For Susie, as with many women, it was the First World War that brought freedom and opportunities: in 1915, she was able to take a temporary post of Home Surgeon in a Bristol Hospital for six months. Her sisters recalled her happiness at finally having the medical role she had sought.
Her health, never robust after her terrible experience during the plague epidemic, went downhill further during the war. Seeing the women’s suffrage act passed in 1918 must surely have been a joy, amidst the disappointment and struggles to be accepted as a medic.

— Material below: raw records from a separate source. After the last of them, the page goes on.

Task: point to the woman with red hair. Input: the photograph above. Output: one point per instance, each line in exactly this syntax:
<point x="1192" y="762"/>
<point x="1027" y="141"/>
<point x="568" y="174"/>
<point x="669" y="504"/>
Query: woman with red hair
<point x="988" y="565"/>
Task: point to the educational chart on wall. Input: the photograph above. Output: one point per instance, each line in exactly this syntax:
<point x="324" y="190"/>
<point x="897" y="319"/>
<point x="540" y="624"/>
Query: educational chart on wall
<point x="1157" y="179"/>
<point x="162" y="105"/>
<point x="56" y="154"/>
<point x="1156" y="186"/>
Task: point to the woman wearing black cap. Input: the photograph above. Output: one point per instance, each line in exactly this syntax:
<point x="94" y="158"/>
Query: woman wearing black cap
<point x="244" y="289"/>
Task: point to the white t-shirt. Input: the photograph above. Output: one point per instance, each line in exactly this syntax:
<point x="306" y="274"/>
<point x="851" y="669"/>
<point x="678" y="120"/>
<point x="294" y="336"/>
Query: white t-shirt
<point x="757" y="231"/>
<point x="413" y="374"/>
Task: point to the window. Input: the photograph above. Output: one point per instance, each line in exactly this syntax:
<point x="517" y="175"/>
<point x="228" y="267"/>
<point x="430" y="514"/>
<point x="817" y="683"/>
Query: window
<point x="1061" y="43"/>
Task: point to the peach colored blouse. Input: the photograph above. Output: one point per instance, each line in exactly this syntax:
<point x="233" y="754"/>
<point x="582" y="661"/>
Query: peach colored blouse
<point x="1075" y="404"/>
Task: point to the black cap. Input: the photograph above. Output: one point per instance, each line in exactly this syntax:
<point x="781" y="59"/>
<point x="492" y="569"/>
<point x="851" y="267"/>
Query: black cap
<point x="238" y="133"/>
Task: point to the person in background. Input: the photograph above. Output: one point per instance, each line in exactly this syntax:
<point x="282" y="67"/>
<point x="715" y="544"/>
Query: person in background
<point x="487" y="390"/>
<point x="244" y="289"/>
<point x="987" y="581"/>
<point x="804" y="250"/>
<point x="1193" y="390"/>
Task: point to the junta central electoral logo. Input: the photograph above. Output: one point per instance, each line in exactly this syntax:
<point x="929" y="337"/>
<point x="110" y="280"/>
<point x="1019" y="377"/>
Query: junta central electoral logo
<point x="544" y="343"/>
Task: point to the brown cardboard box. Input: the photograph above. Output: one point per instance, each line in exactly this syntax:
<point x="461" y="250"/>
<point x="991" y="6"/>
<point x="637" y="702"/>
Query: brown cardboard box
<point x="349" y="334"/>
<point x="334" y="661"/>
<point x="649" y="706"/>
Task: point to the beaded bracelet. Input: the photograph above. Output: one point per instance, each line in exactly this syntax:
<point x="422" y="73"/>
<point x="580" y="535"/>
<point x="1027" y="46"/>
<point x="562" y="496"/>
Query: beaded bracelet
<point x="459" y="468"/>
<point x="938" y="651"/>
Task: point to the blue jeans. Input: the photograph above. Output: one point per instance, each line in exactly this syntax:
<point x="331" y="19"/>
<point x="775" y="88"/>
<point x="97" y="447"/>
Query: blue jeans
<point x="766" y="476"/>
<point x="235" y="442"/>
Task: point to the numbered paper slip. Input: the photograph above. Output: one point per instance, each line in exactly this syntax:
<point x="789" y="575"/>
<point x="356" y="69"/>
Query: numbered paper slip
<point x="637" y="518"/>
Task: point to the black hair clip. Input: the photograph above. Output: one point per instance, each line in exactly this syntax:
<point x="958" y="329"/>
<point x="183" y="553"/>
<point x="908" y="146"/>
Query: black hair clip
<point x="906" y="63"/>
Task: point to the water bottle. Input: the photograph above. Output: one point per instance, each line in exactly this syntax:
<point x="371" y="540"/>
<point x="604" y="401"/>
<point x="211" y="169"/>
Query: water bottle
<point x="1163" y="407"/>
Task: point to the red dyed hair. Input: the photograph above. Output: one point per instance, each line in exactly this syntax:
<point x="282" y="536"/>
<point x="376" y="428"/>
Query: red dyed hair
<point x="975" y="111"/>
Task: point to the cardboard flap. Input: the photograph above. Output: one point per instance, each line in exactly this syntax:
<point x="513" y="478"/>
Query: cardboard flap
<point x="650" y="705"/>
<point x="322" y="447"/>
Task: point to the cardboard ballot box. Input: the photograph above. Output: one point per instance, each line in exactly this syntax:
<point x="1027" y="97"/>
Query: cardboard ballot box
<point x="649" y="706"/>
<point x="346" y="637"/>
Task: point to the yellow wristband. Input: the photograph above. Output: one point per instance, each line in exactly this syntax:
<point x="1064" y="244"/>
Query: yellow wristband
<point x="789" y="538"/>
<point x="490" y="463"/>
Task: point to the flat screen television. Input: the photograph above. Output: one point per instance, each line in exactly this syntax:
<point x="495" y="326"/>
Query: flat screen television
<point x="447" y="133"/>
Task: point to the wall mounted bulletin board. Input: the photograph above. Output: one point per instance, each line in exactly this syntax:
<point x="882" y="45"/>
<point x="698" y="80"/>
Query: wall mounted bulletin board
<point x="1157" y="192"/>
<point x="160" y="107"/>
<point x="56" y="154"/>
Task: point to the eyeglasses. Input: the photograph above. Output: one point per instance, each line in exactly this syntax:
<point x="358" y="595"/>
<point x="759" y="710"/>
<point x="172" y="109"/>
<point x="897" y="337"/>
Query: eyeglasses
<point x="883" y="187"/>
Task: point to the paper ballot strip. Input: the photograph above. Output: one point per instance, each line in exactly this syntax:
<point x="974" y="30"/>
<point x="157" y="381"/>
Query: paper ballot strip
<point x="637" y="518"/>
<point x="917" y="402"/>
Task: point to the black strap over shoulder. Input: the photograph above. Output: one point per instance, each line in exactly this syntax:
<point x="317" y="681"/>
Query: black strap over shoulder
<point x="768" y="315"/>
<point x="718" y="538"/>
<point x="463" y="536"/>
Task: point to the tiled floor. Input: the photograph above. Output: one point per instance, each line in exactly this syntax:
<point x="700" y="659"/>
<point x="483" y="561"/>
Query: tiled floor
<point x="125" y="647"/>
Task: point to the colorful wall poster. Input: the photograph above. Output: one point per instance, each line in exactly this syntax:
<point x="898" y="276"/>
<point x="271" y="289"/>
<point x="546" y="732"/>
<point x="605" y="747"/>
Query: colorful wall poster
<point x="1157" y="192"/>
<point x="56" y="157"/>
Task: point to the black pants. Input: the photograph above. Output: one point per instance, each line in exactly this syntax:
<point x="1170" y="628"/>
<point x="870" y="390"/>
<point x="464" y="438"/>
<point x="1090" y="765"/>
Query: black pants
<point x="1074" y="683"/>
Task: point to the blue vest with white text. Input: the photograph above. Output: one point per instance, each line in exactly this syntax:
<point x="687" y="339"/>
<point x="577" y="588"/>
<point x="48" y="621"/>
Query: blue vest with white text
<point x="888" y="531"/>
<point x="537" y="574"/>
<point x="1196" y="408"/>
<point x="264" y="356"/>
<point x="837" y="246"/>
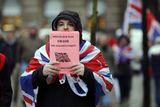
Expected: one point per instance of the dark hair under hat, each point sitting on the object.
(70, 15)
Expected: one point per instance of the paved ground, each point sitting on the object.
(136, 94)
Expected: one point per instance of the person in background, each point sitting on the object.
(90, 79)
(5, 82)
(154, 55)
(5, 49)
(123, 54)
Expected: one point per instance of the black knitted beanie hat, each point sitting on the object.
(70, 15)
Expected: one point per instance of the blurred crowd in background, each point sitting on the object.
(122, 52)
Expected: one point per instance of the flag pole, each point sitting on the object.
(145, 59)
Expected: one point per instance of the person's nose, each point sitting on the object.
(65, 27)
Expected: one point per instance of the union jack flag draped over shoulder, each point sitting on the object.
(90, 56)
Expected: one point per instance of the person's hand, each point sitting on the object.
(51, 69)
(78, 69)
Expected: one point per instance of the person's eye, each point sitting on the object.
(71, 24)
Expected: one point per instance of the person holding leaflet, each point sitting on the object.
(43, 86)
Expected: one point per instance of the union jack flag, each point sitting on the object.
(133, 15)
(90, 56)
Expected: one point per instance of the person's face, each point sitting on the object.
(65, 25)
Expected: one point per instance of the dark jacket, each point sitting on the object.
(5, 82)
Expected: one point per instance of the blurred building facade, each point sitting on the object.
(20, 13)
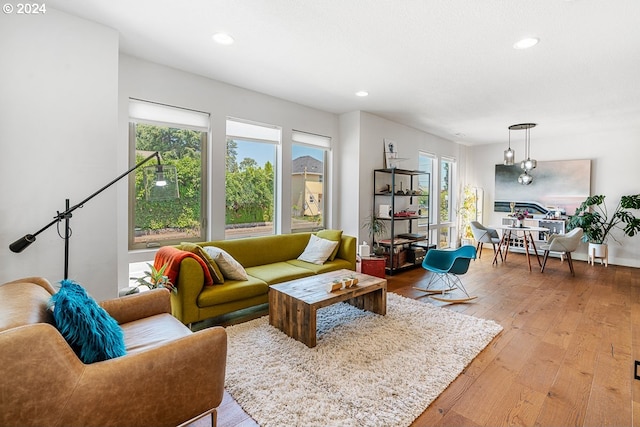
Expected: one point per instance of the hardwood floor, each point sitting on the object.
(565, 357)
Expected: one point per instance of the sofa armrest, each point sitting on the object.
(39, 372)
(138, 306)
(184, 303)
(166, 385)
(40, 281)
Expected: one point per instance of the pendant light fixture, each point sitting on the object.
(509, 153)
(528, 164)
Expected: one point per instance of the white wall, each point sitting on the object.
(58, 121)
(614, 173)
(369, 136)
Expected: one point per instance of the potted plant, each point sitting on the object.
(152, 279)
(375, 227)
(466, 214)
(592, 216)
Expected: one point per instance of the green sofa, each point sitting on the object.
(268, 260)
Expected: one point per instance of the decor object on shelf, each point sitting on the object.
(44, 383)
(593, 217)
(160, 181)
(153, 278)
(391, 159)
(376, 228)
(446, 265)
(563, 243)
(509, 153)
(528, 163)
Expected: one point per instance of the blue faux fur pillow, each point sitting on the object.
(92, 333)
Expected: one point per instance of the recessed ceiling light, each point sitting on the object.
(526, 43)
(223, 38)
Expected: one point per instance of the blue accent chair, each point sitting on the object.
(446, 265)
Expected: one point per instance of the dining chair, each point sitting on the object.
(563, 243)
(484, 235)
(447, 265)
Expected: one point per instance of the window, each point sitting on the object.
(446, 202)
(309, 154)
(180, 136)
(425, 164)
(250, 179)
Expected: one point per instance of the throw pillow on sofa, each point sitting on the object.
(333, 235)
(230, 268)
(216, 274)
(92, 333)
(318, 250)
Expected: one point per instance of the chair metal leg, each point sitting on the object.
(570, 261)
(544, 261)
(435, 277)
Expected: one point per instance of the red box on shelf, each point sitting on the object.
(373, 266)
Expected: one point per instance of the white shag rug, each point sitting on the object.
(366, 370)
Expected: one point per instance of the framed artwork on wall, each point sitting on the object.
(391, 158)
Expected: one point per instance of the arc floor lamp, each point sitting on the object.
(159, 171)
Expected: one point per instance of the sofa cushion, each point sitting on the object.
(148, 332)
(92, 333)
(333, 235)
(253, 251)
(318, 250)
(232, 290)
(231, 269)
(279, 272)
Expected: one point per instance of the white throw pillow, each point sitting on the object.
(230, 268)
(317, 250)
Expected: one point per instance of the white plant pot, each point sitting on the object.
(598, 251)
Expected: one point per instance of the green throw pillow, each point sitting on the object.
(333, 235)
(216, 274)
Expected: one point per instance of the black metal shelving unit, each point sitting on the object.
(408, 203)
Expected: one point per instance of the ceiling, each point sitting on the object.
(447, 67)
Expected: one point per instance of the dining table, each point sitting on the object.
(508, 231)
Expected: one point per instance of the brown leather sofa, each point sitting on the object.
(169, 376)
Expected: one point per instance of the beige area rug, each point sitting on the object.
(366, 370)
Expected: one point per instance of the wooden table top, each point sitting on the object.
(312, 291)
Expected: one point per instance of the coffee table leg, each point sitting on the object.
(375, 302)
(293, 317)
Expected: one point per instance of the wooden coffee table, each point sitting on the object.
(293, 305)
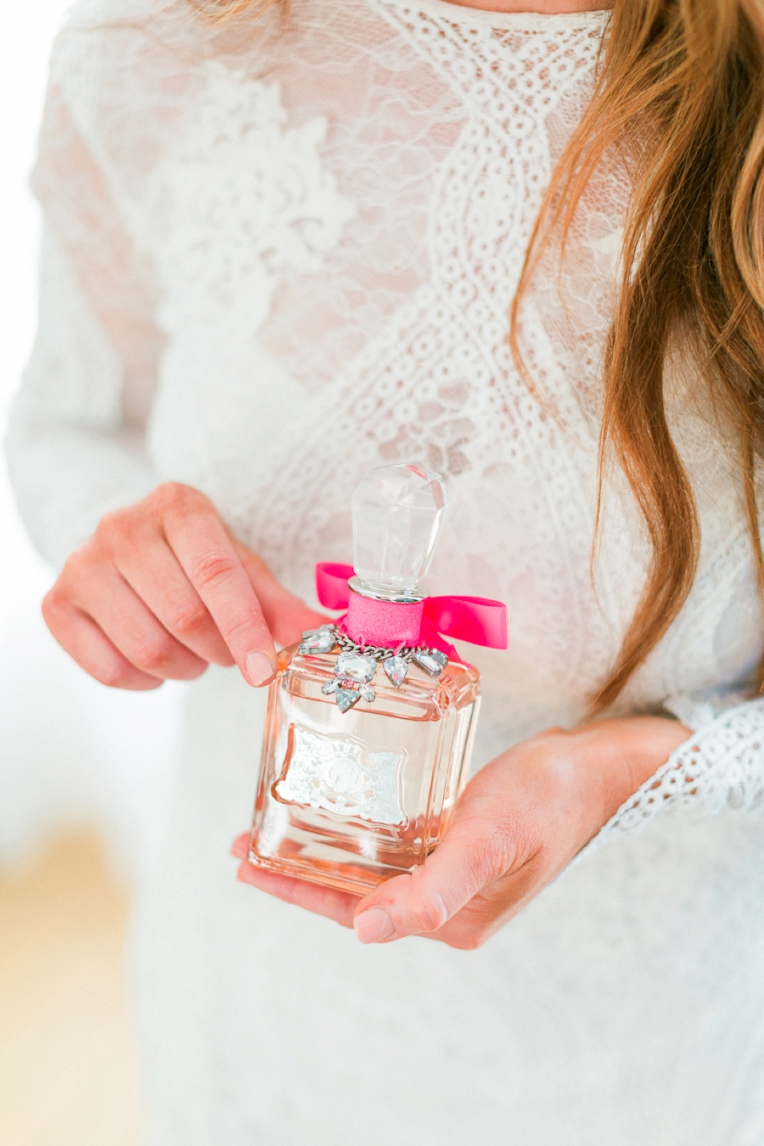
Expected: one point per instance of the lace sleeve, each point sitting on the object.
(718, 769)
(76, 434)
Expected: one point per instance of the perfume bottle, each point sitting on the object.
(371, 719)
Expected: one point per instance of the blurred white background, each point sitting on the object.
(71, 753)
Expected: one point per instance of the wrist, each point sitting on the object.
(629, 752)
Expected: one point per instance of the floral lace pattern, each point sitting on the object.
(273, 260)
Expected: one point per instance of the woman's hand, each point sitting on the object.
(162, 589)
(518, 824)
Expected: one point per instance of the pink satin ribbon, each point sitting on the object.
(477, 620)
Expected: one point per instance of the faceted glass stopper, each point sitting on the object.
(398, 511)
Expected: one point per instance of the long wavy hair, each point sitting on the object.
(679, 93)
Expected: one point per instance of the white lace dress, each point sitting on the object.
(273, 261)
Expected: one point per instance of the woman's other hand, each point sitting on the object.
(162, 589)
(518, 824)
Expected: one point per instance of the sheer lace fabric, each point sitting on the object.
(277, 259)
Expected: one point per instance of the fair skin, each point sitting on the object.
(163, 589)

Susie Bonnerjee left England for India, where she died in 1920. Passionate about education to the last, she left in her will a scholarship for Indian women to have teacher training in England. Over her lifetime she had campaigned for suffrage, saved lives, challenged racism, and taught a new generation.
“Susie led an extraordinary and courageous life, and persisted in the face of many challenges as an Indian suffragist.”
Newnham Fellow, sociologist Dr Manali Desai, commented, “Susie led an extraordinary and courageous life, and persisted in the face of many challenges as an Indian suffragist. Although she never fully gained acceptance in India or England, Newnham is proud to have been her home for a few years. She leaves an invaluable legacy to future Newnham graduates.”